Membangun Pikiran Bangsa Lewat Baca-Tulis

Oleh Muchsin Ismail, Praktisi Pendidikan dan Penikmat Sosial Budaya

sigamba
“Jangan sekali-kali pernah bermimpi untuk bisa mengalahkan Jepang, Korea Selatan, AS, dan negara maju lainnya ketika Anda tidak terbiasa membaca dan menulis” (Ari Ginanjar)
 
Tidak mudah memenangkan kontestasi negara di level internasional, apalagi harus berhadapan dengan negara Jepang dan Korea Selatan di Asia, Amerika Serikat, dan atau negra-negara yang ada di kawasan Skandinavia, negara-negara yang tingkat kemakmurannya jauh dari bangsa-bangsa di Asia, termasuk indonesai.
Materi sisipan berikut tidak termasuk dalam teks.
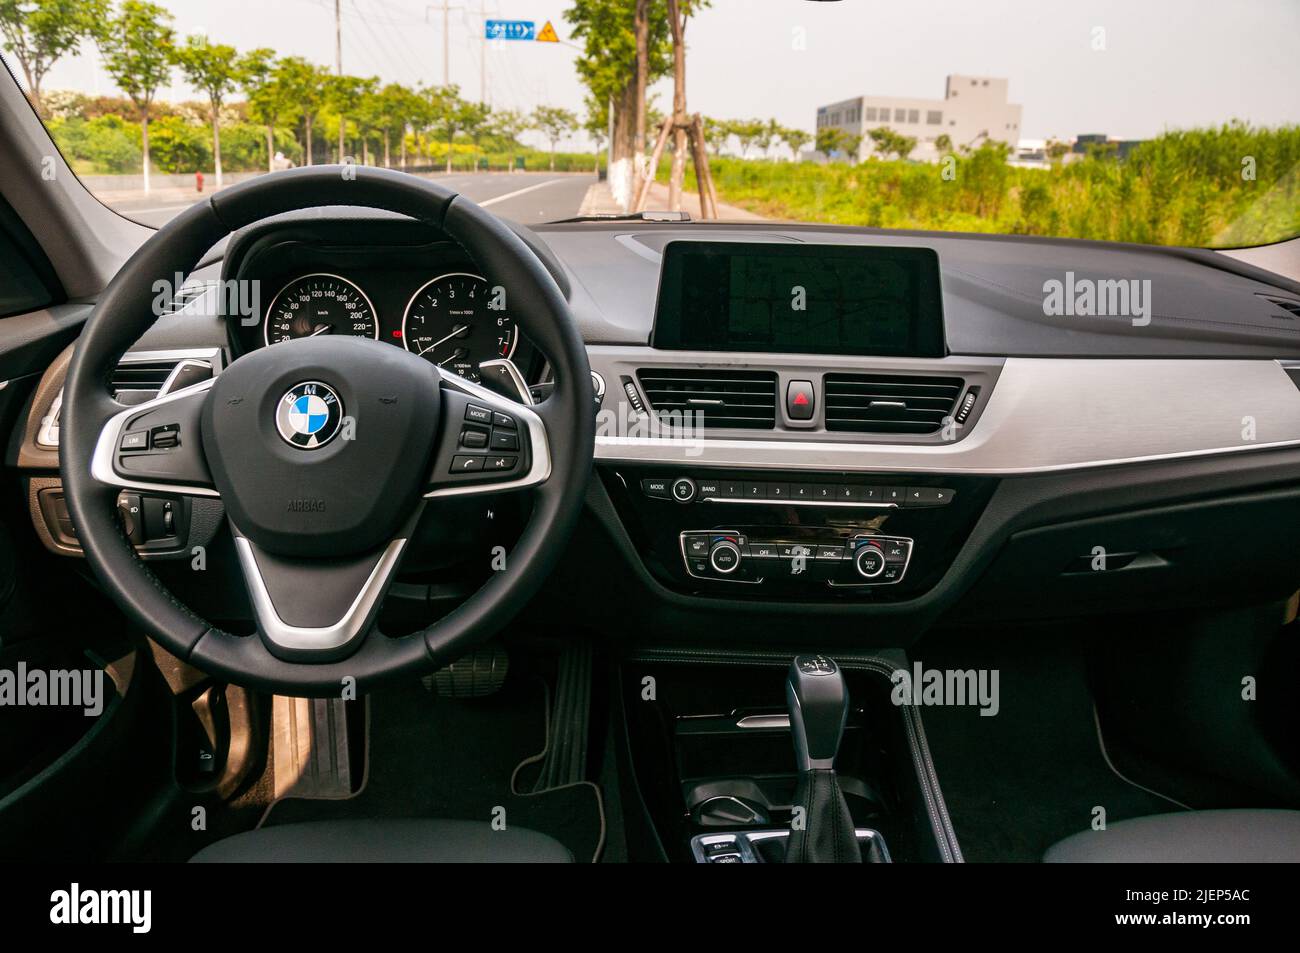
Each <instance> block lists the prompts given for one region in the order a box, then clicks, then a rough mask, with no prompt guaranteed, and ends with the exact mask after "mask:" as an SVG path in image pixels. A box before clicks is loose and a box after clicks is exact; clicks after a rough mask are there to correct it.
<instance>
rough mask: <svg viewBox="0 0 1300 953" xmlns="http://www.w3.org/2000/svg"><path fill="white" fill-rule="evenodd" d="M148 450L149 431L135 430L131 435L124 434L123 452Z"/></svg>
mask: <svg viewBox="0 0 1300 953" xmlns="http://www.w3.org/2000/svg"><path fill="white" fill-rule="evenodd" d="M148 449H149V432H148V430H134V432H131V433H123V434H122V450H148Z"/></svg>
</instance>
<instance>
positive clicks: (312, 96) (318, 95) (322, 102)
mask: <svg viewBox="0 0 1300 953" xmlns="http://www.w3.org/2000/svg"><path fill="white" fill-rule="evenodd" d="M329 75H330V74H329V73H328V72H326V70H324V69H321V68H320V66H317V65H316V64H313V62H308V61H307V60H304V59H303V57H300V56H286V57H285V59H283V60H281V61H279V64H278V65H277V66H276V79H277V82H279V83H283V86H285V94H286V96H287V99H289V101H291V103H295V104H296V107H298V113H299V116H302V118H303V140H304V142H303V156H304V157H305V159H304V161H305V164H307V165H311V164H312V125H313V124H315V122H316V114H317V113H318V112H320V108H321V105H322V104H324V103H325V82H326V79H329Z"/></svg>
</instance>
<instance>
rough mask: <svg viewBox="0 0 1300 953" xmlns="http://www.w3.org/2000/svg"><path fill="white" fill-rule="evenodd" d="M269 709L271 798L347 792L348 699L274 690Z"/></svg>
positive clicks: (349, 768) (347, 774) (347, 748)
mask: <svg viewBox="0 0 1300 953" xmlns="http://www.w3.org/2000/svg"><path fill="white" fill-rule="evenodd" d="M270 711H272V735H270V738H272V757H273V758H274V780H276V800H277V801H278V800H279V798H285V797H298V798H308V800H316V798H320V800H335V798H344V797H351V794H352V793H354V792H352V764H351V757H350V751H348V744H347V702H344V701H343V699H342V698H289V697H286V696H276V697H274V698H273V699H272V709H270Z"/></svg>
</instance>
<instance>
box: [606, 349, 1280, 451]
mask: <svg viewBox="0 0 1300 953" xmlns="http://www.w3.org/2000/svg"><path fill="white" fill-rule="evenodd" d="M602 350H607V351H612V350H616V348H602ZM617 350H621V351H623V352H621V354H620V355H619V358H617V363H619V365H620V367H628V365H636V363H637V360H640V359H642V358H643V359H645V360H647V361H659V363H662V361H663V359H664V358H666V352H663V351H654V350H651V348H617ZM841 360H844V359H837V360H836V369H839V365H840V363H841ZM944 360H948V361H950V360H952V359H944ZM944 360H936V361H933V363H932V365H931V367H932V368H933V371H935V372H939V371H940V369H941V368H943V369H946V368H948V367H950V364H945V363H944ZM714 363H715V364H716V365H719V367H731V365H735V364H737V363H744V364H745V365H748V367H772V368H779V367H783V365H781V358H780V356H779V355H719V356H718V359H715V361H714ZM845 363H848V361H845ZM853 364H854V365H855V367H861V368H863V369H866V368H870V367H871V363H870V361H857V360H855V361H853ZM879 365H880V367H885V363H884V361H880V363H879ZM684 367H698V364H697V363H695V361H694V360H693V361H692V363H689V364H686V363H684ZM922 367H924V365H923V363H920V361H914V363H910V364H909V368H910V369H920V368H922ZM984 399H985V404H984V410H983V413H982V415H980V416H979V417H978V419H976V420H975V421H974V424H972V425H971V426H970V428H969V432H967V433H965V434H962V436H961V438H959V439H957V441H953V442H950V443H940V445H901V443H871V442H866V441H862V442H850V441H849V439H827V434H824V433H823V434H822V439H819V441H813V439H806V438H803V439H801V434H798V433H790V432H774V433H772V434H771V436H766V434H764V437H763V438H761V439H738V438H735V437H731V436H728V437H725V438H711V437H703V438H697V439H681V438H673V437H671V436H649V437H642V436H633V437H616V436H615V437H611V436H598V437H597V447H595V455H597V460H598V462H601V463H653V464H660V465H666V464H672V465H677V467H727V468H744V469H788V471H853V472H858V471H874V472H891V471H906V472H910V473H970V475H995V476H996V475H1018V473H1021V475H1026V473H1047V472H1056V471H1071V469H1088V468H1097V467H1114V465H1122V464H1135V463H1149V462H1156V460H1170V459H1180V458H1195V456H1210V455H1218V454H1234V452H1248V451H1260V450H1270V449H1279V447H1291V446H1300V390H1297V389H1296V386H1295V384H1294V382H1292V381H1291V378H1290V377H1288V376H1287V373H1286V371H1284V368H1283V365H1282V363H1279V361H1275V360H1238V359H1232V360H1201V359H1192V360H1187V359H1177V360H1154V359H1052V358H1008V359H1006V361H1005V363H1004V365H1002V368H1001V373H1000V374H998V378H997V384H996V385H995V386H993V387H992V391H991V393H989V394H988V395H987V398H984ZM1247 419H1251V421H1253V426H1255V437H1256V438H1255V439H1245V438H1244V436H1243V430H1244V429H1245V426H1247ZM779 434H780V436H779Z"/></svg>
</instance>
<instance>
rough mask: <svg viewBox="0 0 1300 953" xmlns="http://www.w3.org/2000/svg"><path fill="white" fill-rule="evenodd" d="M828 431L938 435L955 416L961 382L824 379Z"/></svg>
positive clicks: (832, 374)
mask: <svg viewBox="0 0 1300 953" xmlns="http://www.w3.org/2000/svg"><path fill="white" fill-rule="evenodd" d="M824 381H826V429H827V430H855V432H858V433H914V434H924V433H936V432H939V429H940V428H941V426H943V425H944V420H945V419H946V417H949V416H952V413H953V408H954V407H956V404H957V398H958V397H961V393H962V386H963V384H965V381H963V380H962V378H961V377H918V376H911V374H906V376H905V374H826V378H824Z"/></svg>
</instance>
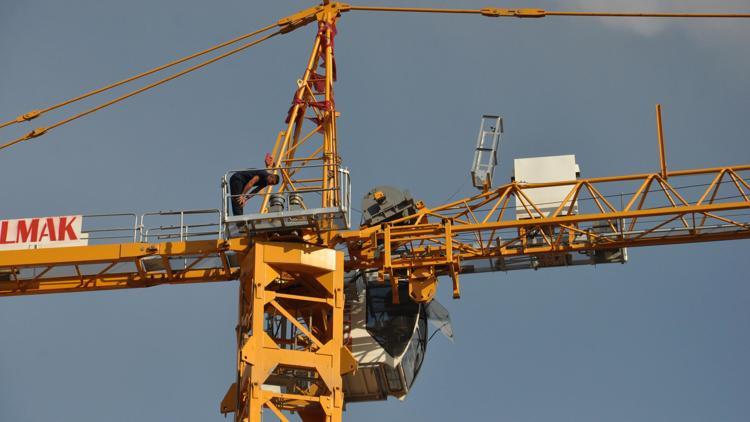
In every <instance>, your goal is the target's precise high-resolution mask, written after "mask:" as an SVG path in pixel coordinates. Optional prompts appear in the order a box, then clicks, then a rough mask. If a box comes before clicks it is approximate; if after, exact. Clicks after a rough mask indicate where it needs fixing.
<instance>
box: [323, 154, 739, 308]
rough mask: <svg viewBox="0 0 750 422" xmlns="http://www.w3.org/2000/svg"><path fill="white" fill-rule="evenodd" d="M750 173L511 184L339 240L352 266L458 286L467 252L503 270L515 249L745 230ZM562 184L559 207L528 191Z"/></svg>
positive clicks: (736, 238)
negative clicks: (347, 247)
mask: <svg viewBox="0 0 750 422" xmlns="http://www.w3.org/2000/svg"><path fill="white" fill-rule="evenodd" d="M749 172H750V166H738V167H725V168H713V169H700V170H688V171H679V172H672V173H670V174H669V178H668V180H667V179H664V178H663V177H662V176H661V175H660V174H639V175H631V176H622V177H605V178H595V179H581V180H575V181H570V182H556V183H543V184H521V183H511V184H508V185H505V186H501V187H499V188H497V189H495V190H492V191H489V192H486V193H482V194H479V195H476V196H474V197H471V198H467V199H462V200H459V201H455V202H452V203H450V204H446V205H442V206H438V207H435V208H422V209H421V210H419V211H418V213H417V214H416V215H415V216H410V217H406V218H402V219H400V220H397V221H394V222H390V223H388V224H384V225H383V226H380V227H372V228H363V229H361V230H358V231H351V232H346V233H342V234H340V237H339V239H338V240H339V241H343V242H346V243H347V245H348V248H349V255H350V262H349V263H348V264H349V265H348V267H349V268H382V269H383V272H384V274H390V275H392V276H394V277H391V279H392V280H393V279H394V278H395V279H399V278H401V279H408V280H410V281H412V282H415V283H419V282H422V281H434V279H435V277H436V276H437V275H441V274H450V275H452V276H453V278H454V290H455V291H454V294H455V295H458V285H457V282H458V280H457V274H458V273H459V272H461V271H462V262H465V261H472V260H481V259H485V260H489V261H488V266H489V267H490V268H491V270H503V269H504V267H503V264H504V262H505V261H507V260H509V259H514V257H528V256H539V257H542V256H545V255H546V256H554V255H560V254H566V253H572V252H579V253H593V251H596V250H614V249H619V248H625V247H635V246H650V245H666V244H674V243H693V242H702V241H715V240H729V239H741V238H749V237H750V199H749V198H750V184H748V173H749ZM556 186H558V187H559V186H567V187H569V190H568V192H567V194H566V195H565V197H564V200H562V201H561V202H559V205H558V204H554V206H553V209H554V211H544V210H543V209H544V208H546V209H547V210H549V209H550V205H551V204H538V203H534V202H533V201H532V200H531V199H530V197H533V196H534V195H533V194H532V192H533V190H534V189H539V188H548V187H556ZM545 212H546V214H545ZM517 213H518V214H519V215H522V216H526V217H529V216H530V217H532V218H518V216H517ZM349 268H348V269H349Z"/></svg>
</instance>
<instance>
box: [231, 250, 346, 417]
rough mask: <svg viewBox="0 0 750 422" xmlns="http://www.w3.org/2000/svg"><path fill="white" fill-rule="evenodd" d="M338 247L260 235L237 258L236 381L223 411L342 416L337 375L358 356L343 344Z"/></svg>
mask: <svg viewBox="0 0 750 422" xmlns="http://www.w3.org/2000/svg"><path fill="white" fill-rule="evenodd" d="M343 271H344V261H343V254H342V252H337V251H334V250H332V249H326V248H322V247H315V246H311V245H306V244H301V243H300V244H295V243H265V242H258V243H256V244H255V246H254V247H253V249H252V250H251V251H250V252H249V253H248V255H247V257H246V258H245V260H244V261H243V263H242V273H241V276H240V304H239V325H238V338H237V342H238V356H237V362H238V373H237V382H236V383H235V384H234V385H233V386H232V387H231V388H230V389H229V391H228V393H227V396H226V397H225V399H224V401H223V402H222V406H221V407H222V412H225V413H228V412H235V420H237V421H260V420H261V419H262V416H263V413H264V410H265V411H266V413H269V412H270V413H272V414H274V415H275V416H276V417H278V418H279V419H280V420H282V421H286V420H287V415H286V414H285V413H283V412H284V411H287V412H288V411H294V412H297V413H298V414H299V415H300V416H301V417H302V419H303V420H307V421H340V420H341V412H342V410H343V400H344V398H343V391H342V379H341V375H342V373H344V372H349V371H351V370H354V369H355V367H356V363H355V361H354V359H353V358H352V357H351V354H350V353H349V352H348V350H347V349H345V348H344V345H343V334H344V333H343V331H344V330H343V324H344V321H343V318H344V315H343V310H344V292H343V278H344V272H343Z"/></svg>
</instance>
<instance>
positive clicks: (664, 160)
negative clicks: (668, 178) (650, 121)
mask: <svg viewBox="0 0 750 422" xmlns="http://www.w3.org/2000/svg"><path fill="white" fill-rule="evenodd" d="M656 132H657V135H658V138H659V164H660V165H661V178H662V179H664V180H667V177H668V174H667V156H666V152H665V150H664V129H663V127H662V123H661V104H657V105H656Z"/></svg>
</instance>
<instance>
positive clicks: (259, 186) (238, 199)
mask: <svg viewBox="0 0 750 422" xmlns="http://www.w3.org/2000/svg"><path fill="white" fill-rule="evenodd" d="M265 161H266V166H267V167H272V166H273V159H271V157H270V155H268V154H267V155H266V160H265ZM278 183H279V176H278V175H276V174H271V173H269V172H268V171H266V170H244V171H238V172H236V173H234V174H233V175H232V177H230V178H229V191H230V193H231V195H232V214H233V215H242V208H243V207H244V206H245V204H246V203H247V201H248V200H249V199H250V198H251V197H252V196H253V195H255V194H256V193H258V192H259V191H260V190H261V189H263V188H265V187H266V186H268V185H277V184H278ZM251 189H252V191H251Z"/></svg>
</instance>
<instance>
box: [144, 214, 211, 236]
mask: <svg viewBox="0 0 750 422" xmlns="http://www.w3.org/2000/svg"><path fill="white" fill-rule="evenodd" d="M140 228H141V241H142V242H168V241H186V240H199V239H220V238H222V237H224V225H223V224H222V221H221V212H220V211H219V210H218V209H203V210H179V211H159V212H150V213H145V214H142V215H141V217H140Z"/></svg>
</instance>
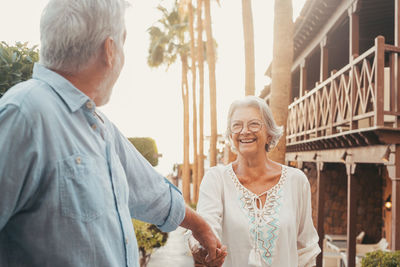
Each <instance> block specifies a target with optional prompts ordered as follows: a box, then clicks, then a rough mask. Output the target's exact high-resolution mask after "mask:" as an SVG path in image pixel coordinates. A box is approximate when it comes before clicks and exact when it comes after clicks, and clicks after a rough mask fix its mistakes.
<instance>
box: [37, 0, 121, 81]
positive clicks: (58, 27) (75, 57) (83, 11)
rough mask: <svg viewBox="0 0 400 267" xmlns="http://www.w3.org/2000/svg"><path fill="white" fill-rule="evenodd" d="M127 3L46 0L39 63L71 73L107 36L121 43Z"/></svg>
mask: <svg viewBox="0 0 400 267" xmlns="http://www.w3.org/2000/svg"><path fill="white" fill-rule="evenodd" d="M127 7H128V3H127V2H126V1H125V0H50V1H49V3H48V4H47V6H46V7H45V9H44V10H43V13H42V17H41V20H40V41H41V48H40V63H41V64H43V65H44V66H45V67H47V68H51V69H54V70H60V71H66V72H70V73H75V72H78V71H80V70H82V69H84V68H85V67H86V66H87V64H88V63H89V62H90V60H92V59H93V58H94V56H96V55H97V53H98V51H99V48H100V47H101V45H102V44H103V42H104V41H105V40H106V39H107V37H111V38H113V39H114V41H115V42H116V43H117V45H119V46H120V47H122V43H121V41H120V40H122V36H123V34H124V31H125V18H124V17H125V10H126V8H127Z"/></svg>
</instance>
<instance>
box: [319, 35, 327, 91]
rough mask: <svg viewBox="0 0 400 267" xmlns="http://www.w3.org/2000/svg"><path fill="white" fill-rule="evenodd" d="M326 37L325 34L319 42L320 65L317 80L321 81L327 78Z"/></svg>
mask: <svg viewBox="0 0 400 267" xmlns="http://www.w3.org/2000/svg"><path fill="white" fill-rule="evenodd" d="M326 43H327V37H326V36H325V37H324V38H323V40H322V41H321V43H320V47H321V66H320V71H319V81H320V82H321V83H322V82H323V81H325V80H326V79H328V47H327V45H326Z"/></svg>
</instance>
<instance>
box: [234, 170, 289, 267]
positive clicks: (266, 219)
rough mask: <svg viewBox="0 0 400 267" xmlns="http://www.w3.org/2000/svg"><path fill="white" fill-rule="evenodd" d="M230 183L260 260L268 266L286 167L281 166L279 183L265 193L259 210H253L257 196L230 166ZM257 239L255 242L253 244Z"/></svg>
mask: <svg viewBox="0 0 400 267" xmlns="http://www.w3.org/2000/svg"><path fill="white" fill-rule="evenodd" d="M228 170H229V173H230V176H231V178H232V181H233V183H234V185H235V187H236V189H237V190H238V192H239V197H238V200H239V204H240V207H241V208H242V209H243V210H244V212H245V214H246V215H247V217H248V219H249V224H250V236H251V237H252V239H253V242H252V243H253V244H255V243H256V244H257V247H256V248H255V249H256V250H258V251H259V252H260V254H261V258H262V259H263V260H264V261H265V262H266V263H267V264H269V265H271V264H272V257H273V255H274V248H275V242H276V239H277V237H278V232H279V213H280V208H281V206H282V198H283V185H284V184H285V181H286V176H287V167H286V166H282V175H281V177H280V179H279V182H278V183H277V184H276V185H274V186H273V187H271V188H270V189H269V190H268V191H267V197H266V200H265V204H264V206H263V208H262V209H261V210H258V212H257V210H255V209H256V205H255V204H254V203H255V201H257V200H256V199H257V195H256V194H254V193H253V192H251V191H250V190H248V189H247V188H245V187H244V186H243V185H242V184H241V183H240V181H239V179H238V178H237V176H236V174H235V172H234V171H233V168H232V165H231V166H230V168H229V169H228ZM257 215H258V216H257ZM255 239H257V242H255Z"/></svg>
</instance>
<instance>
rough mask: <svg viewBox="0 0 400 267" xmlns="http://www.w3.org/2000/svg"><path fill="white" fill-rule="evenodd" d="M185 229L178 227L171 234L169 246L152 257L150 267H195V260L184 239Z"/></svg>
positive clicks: (161, 248) (160, 248) (161, 247)
mask: <svg viewBox="0 0 400 267" xmlns="http://www.w3.org/2000/svg"><path fill="white" fill-rule="evenodd" d="M184 232H185V229H184V228H182V227H178V229H176V230H175V231H173V232H171V233H170V234H169V237H168V240H167V244H165V246H163V247H161V248H159V249H157V250H156V251H155V252H154V253H153V255H151V258H150V261H149V264H148V265H147V266H148V267H193V266H194V263H193V258H192V256H191V254H190V250H189V247H188V246H187V244H186V242H185V241H184V239H183V233H184Z"/></svg>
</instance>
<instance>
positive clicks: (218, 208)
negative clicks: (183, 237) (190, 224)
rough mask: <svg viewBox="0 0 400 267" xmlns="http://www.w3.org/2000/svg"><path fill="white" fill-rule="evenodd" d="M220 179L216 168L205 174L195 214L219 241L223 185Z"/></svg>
mask: <svg viewBox="0 0 400 267" xmlns="http://www.w3.org/2000/svg"><path fill="white" fill-rule="evenodd" d="M220 178H221V177H218V173H217V169H216V168H213V169H211V170H210V171H208V172H207V173H206V174H205V176H204V178H203V181H202V182H201V185H200V192H199V201H198V203H197V212H198V213H199V214H200V215H201V216H202V217H203V218H204V219H205V220H206V221H207V223H208V224H209V225H210V227H211V229H212V230H213V231H214V234H215V235H216V236H217V237H218V238H219V239H220V240H221V237H222V225H221V224H222V215H223V206H222V194H223V185H222V181H221V179H220Z"/></svg>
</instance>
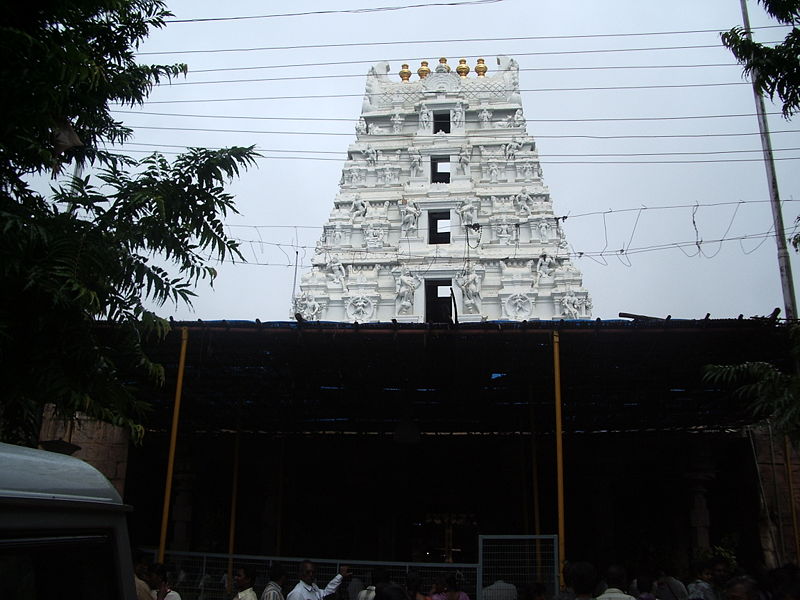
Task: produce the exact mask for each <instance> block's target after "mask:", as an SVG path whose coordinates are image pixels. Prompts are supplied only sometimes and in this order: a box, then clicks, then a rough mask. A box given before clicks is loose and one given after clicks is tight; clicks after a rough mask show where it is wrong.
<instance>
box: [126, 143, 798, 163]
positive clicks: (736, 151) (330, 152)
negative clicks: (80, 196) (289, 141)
mask: <svg viewBox="0 0 800 600" xmlns="http://www.w3.org/2000/svg"><path fill="white" fill-rule="evenodd" d="M131 145H141V146H147V145H150V146H158V147H169V148H184V149H186V148H189V146H181V145H175V144H131ZM211 149H212V150H218V149H219V148H211ZM796 150H800V147H795V148H773V151H774V152H792V151H796ZM256 151H257V152H295V153H309V154H338V155H340V156H342V158H336V159H325V160H337V161H339V160H343V159H344V155H345V154H346V153H344V152H334V151H314V150H269V149H266V148H256ZM761 151H762V150H761V149H760V148H754V149H752V150H710V151H709V150H699V151H696V152H625V153H603V152H593V153H588V154H539V155H538V158H539V159H540V160H547V159H548V158H554V157H556V158H564V157H608V158H610V157H630V156H697V155H712V154H742V153H753V152H759V153H760V152H761ZM294 158H303V157H299V156H298V157H294ZM470 164H471V165H479V164H481V163H480V162H479V161H470Z"/></svg>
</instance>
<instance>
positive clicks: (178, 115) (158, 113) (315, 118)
mask: <svg viewBox="0 0 800 600" xmlns="http://www.w3.org/2000/svg"><path fill="white" fill-rule="evenodd" d="M148 103H149V102H148ZM110 112H112V113H119V114H139V115H155V116H164V117H193V118H205V119H248V120H257V121H343V122H349V123H355V122H356V121H358V119H345V118H329V117H274V116H273V117H268V116H261V115H198V114H186V113H171V112H170V113H162V112H146V111H135V110H119V109H112V110H111V111H110ZM767 114H768V115H780V114H782V113H781V112H779V111H776V112H771V113H767ZM755 116H756V114H755V113H733V114H719V115H682V116H675V117H590V118H583V119H525V122H526V123H597V122H607V121H675V120H690V119H728V118H741V117H748V118H749V117H755ZM466 122H467V123H477V121H475V120H472V119H467V120H466ZM209 131H216V130H209ZM244 133H247V132H244ZM347 135H350V134H347ZM381 137H384V136H381ZM386 137H389V136H388V135H387V136H386ZM535 137H540V136H535Z"/></svg>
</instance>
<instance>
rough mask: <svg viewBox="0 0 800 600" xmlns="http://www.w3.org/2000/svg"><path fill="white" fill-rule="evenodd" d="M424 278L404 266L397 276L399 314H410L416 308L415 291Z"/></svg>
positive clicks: (397, 299) (397, 294)
mask: <svg viewBox="0 0 800 600" xmlns="http://www.w3.org/2000/svg"><path fill="white" fill-rule="evenodd" d="M421 283H422V280H421V279H420V278H419V276H418V275H417V274H415V273H412V272H411V271H409V270H408V268H407V267H405V266H404V267H403V268H402V269H401V271H400V274H399V275H398V277H397V314H399V315H407V314H410V313H411V311H412V310H413V308H414V292H415V291H416V289H417V288H418V287H419V286H420V284H421Z"/></svg>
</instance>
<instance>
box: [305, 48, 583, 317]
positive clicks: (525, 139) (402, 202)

Memang, kita memiliki Sumber Daya Alam (SDA) yang melimpah dan Sumber Daya Manusia dengan jumlah penduduk terpadat di dunia, dibawah China, AS, dan India. Tetapi apakah ini bisa diandalkan? Jawabannya tentu saja bisa, tapi tentu saja harus disertai dengan catatan.

Membangun Pikiran

SDA dan jumlah penduduk adalah modal dasar memenangkan persainga global, tapi bukan penentu utama. Sebab apa artinya SDA melimpah jika tidak bisa dikelola dengan baik; dan apa pula maknanya penduduk padat tapi kualitas ilmu pengetahuan dan ketrampilannya rendah. Oleh karena itu, guna meningkatkan produk SDA berdaya saing tinggi hanya bisa dilakukan oleh penduduk yang tingkat ilme pengetahuandan keterampilannya tinggi dan selalu di up grade dari waktu ke waktu.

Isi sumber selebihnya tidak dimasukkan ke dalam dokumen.